In the 1960s and ‘70s psychologists gave young healthy subjects cholinergic inhibitors (which prevent acetylcholine from signaling to post-synaptic cells). These young healthy subjects had memory problems and cognitive problems that resembled patients with Alzheimer’s disease, showing that acetylcholine was important for memory.
Most of the brain’s supply of acetylcholine derives from the nucleus basalis of Meynert in the basal forebrain, so doctors investigated this area during the autopsies of patients with Alzheimer’s and showed that the nucleus basalis seems to be particularly vulnerable to the neurodegeneration seen in AD. Patients showed decreased numbers of healthy neurons in this area, and decreased cholinergic projections to the hippocampus and entorhinal cortex (areas we also knew were important for memory), suggesting that patients with AD may have decreased acetylcholine.
Going back to the drugs we use for Alzheimer’s cholinesterase inhibitors, these drugs are thought to boost the remaining acetylcholine signaling going on in synapses, similar to how SSRIs increase the amount of serotonin. However, because they are not preventing the neurodegeneration that is causing AD, disease progression continues and causes massive neurodegeneration, eventually killing patients by interfering with their ability to swallow and breath.

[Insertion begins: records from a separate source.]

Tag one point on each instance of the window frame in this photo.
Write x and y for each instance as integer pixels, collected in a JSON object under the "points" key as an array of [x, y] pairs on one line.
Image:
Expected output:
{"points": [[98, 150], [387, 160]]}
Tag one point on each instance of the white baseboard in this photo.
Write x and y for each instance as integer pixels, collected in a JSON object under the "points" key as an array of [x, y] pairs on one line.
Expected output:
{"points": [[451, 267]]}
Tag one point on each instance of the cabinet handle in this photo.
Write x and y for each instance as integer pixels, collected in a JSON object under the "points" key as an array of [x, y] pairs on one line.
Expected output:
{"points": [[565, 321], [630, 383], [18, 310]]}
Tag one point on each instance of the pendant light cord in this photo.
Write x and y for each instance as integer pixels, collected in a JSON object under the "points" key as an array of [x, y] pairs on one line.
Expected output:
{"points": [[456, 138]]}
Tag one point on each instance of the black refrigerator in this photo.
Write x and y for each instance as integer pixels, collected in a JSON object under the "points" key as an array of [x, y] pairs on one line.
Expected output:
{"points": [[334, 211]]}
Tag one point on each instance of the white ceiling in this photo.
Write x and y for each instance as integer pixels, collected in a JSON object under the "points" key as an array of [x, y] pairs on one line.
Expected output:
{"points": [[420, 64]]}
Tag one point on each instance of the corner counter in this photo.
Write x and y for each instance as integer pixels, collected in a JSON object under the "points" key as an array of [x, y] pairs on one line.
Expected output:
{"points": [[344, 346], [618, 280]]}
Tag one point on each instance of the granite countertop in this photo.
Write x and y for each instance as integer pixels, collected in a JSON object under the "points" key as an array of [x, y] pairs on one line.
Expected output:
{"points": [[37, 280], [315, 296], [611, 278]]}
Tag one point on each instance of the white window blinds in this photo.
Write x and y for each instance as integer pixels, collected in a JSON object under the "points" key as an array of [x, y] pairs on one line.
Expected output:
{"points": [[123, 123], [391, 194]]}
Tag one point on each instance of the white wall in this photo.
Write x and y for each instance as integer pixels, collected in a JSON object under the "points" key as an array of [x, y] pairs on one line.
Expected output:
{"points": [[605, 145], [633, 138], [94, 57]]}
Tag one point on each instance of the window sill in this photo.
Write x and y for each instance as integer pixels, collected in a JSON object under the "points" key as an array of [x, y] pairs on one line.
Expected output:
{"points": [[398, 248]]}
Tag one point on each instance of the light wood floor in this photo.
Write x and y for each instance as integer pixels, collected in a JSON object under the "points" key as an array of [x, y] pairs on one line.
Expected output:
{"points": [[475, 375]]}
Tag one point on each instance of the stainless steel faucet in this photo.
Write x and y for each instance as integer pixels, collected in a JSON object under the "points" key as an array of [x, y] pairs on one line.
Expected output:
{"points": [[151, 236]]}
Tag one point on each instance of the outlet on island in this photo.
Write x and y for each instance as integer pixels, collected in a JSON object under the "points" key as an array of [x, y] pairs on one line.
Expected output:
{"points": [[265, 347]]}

However, if the cholinergic hypothesis is correct, and disruptions to the acetylcholine signaling from the basal forebrain is especially important for the symptoms of AD, then maybe if we can selectively prevent degeneration of this area we can slow the disease. Currently clinical trials are delivering of Nerve Growth Factor (NGF) to the basal forebrain using gene therapy approaches—implanting stem cells that produce NGF or using viruses to modify cells in the basal forebrain to produce it themselves. Nerve Growth factor is known to increase the growth and vitality of cholinergic neurons, and may therefore help preserve the cells as they suffer early insults of Alzheimer’s.

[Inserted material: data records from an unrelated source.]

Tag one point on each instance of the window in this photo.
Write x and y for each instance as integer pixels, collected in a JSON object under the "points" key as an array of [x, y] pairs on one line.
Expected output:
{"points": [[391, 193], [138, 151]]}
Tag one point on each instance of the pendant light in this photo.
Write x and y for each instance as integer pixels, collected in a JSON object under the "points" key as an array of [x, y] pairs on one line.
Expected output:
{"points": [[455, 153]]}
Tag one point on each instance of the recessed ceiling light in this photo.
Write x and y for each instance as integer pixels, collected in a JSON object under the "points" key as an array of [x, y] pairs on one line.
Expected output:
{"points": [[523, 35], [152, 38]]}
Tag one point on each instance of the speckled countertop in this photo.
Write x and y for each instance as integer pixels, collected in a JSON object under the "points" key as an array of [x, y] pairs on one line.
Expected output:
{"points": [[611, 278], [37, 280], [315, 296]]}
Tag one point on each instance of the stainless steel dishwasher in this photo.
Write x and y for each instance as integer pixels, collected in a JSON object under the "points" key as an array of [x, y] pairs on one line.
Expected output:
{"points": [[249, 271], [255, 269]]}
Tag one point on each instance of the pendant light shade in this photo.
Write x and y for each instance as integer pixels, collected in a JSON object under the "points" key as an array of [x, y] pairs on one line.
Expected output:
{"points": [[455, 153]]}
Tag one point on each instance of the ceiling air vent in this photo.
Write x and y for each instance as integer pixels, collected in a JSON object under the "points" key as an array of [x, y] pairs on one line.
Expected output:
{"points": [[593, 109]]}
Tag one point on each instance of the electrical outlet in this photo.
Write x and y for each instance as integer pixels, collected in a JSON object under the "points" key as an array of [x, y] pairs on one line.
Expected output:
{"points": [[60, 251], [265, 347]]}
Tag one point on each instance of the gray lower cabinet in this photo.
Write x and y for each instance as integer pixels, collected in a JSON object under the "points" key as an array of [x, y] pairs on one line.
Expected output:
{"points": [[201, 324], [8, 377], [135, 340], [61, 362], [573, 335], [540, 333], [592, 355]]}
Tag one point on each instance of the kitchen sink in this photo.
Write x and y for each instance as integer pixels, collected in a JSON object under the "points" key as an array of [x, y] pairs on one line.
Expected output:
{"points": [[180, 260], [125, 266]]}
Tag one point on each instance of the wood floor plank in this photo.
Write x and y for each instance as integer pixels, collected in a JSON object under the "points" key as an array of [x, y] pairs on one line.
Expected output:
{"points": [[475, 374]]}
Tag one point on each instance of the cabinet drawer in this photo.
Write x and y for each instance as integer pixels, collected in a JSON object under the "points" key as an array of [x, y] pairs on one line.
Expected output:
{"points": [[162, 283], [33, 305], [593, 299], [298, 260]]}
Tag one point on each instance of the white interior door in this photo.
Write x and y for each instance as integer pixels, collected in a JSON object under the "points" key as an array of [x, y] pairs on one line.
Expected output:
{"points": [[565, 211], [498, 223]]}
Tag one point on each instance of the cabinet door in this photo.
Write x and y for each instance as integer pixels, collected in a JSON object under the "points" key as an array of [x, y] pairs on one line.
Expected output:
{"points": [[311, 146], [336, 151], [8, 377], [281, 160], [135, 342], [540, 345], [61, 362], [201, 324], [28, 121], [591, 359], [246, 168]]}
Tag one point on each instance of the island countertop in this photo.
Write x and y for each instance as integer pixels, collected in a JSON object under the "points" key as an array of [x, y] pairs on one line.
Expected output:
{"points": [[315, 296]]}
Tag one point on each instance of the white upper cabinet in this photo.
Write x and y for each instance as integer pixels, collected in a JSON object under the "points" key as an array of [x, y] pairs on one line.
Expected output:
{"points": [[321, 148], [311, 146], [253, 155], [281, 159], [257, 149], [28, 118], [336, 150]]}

Even if Nerve Growth Factor gene therapy can just slow the disease, we can give patients more time with their memories intact to enjoy their families and a dignified independent life. We can decrease the time families and friends spend caring for a person who’s face the recognize, but whose mind becomes increasingly unfamiliar, and we can decrease the time patients have to spend institutionalized or with a full time caretaker.
Clinical research is slow, and research is never certain, but the new approaches to Alzheimer’s give hope to a Alzheimer’s disease—a disease where prognoses for patients like Auguste D. have remained gloomy for over a century, and where an epidemic of new cases looms ahead in the near future.